= Frederick Blair =

Canadian immigration official (1874–1959)

Frederick Charles Blair, ISO (October 1874 – May 28, 1959) was the director of the Government of Canada's Immigration Branch of the Department of Mines and Resources from 1936 to 1943. Blair developed and rigorously enforced strict immigration policies based on race and is most remembered for his successful effort to keep Jewish refugees from Nazi Germany out of Canada during the 1930s and the war years that followed. Between 1933 and 1939, Blair's office allowed fewer than 5,000 Jews into Canada, in comparison to over 200,000 allowed into the United States, and 20,000 into Mexico. After the war, between 1945 and 1948, the Immigration Branch accepted only 8,000 Jewish Holocaust survivors. "That record is arguably the worst of all possible refugee-receiving states", wrote Abella and Troper. Blair's rigorous enforcement of antisemitic immigration policies sealed the fate of thousands of European Jews who would have escaped death had Canada not turned them away.

== Biography ==
Frederick Blair was born 1874 in Carlisle, Ontario, the son of Scottish parents. In 1903 he joined the Department of Agriculture and in 1905 he became an immigration officer. In 1924 he became assistant deputy minister of immigration and in 1936 became the director of the Immigration Branch. He was a church elder and a dedicated civil servant who oversaw every aspect of Canadian immigration. He ruled the Immigration Branch with an iron fist. "He was the single most difficult individual I have had to deal with.... He was a holy terror", James Gibson, an official in the Department of External Affairs told Abella and Troper. Blair was antisemitic, as were many among the Canadian elite of the time. Though he couched his public statements and policies in generalized, protectionist language, Blair's letters and private conversations, quoted extensively in None Is Too Many, reveal his distaste for Jews.

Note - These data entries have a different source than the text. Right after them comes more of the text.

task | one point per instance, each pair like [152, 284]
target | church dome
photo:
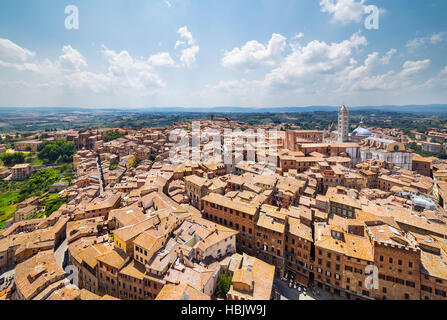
[363, 132]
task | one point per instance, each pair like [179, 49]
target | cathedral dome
[363, 132]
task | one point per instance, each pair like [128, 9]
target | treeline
[59, 151]
[10, 159]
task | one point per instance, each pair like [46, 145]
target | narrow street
[283, 292]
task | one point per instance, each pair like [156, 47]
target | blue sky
[205, 53]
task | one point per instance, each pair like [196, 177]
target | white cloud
[12, 52]
[188, 55]
[424, 41]
[344, 11]
[72, 59]
[254, 55]
[70, 70]
[410, 68]
[320, 70]
[386, 59]
[185, 34]
[307, 64]
[162, 59]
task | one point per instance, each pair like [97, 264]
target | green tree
[10, 159]
[59, 151]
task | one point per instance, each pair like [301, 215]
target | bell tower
[343, 124]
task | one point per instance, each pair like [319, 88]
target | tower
[343, 124]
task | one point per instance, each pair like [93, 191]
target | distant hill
[433, 109]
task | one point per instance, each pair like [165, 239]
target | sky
[207, 53]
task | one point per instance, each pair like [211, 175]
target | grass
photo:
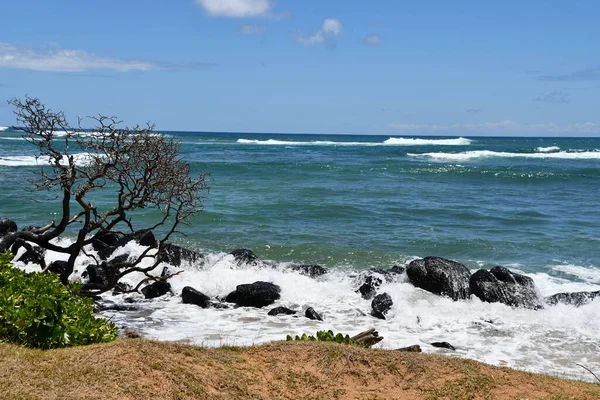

Blair was the policy's architect and staunch champion for Canada's closed-door policy with the full support of the Liberal Party of Canada government of Prime Minister William Lyon Mackenzie King. In September 1938, in a letter to the prime minister, Blair wrote, "Pressure by Jewish people to get into Canada has never been greater than it is now, and I am glad to be able to add that, after 35 years of experience here, that it has never been so carefully controlled".

Representative of Blair's xenophobic and antisemitic "careful control" was Canada's refusal in June 1939 to allow the , the so-called "Voyage of the Damned" to dock in Halifax with 907 Jewish emigrants aboard. After Canada's rejection (following refusals from Cuba and the United States), the St. Louis was forced to return to Europe where, according to the United States Holocaust Memorial Museum, 254 of the passengers perished at the hands of the Nazis. There is now an exhibit, entitled The Wheel of Conscience in the Canadian Museum of Immigration at Pier 21, Halifax Regional Municipality, Nova Scotia, as a reminder of that event.

In his 1941 annual report, Blair wrote "Canada, in accordance with generally accepted practice, places greater emphasis on race than upon citizenship". When he retired in 1943, Frederick Blair was named a Companion of the Imperial Service Order.

Blair died on May 28, 1959, at age 84.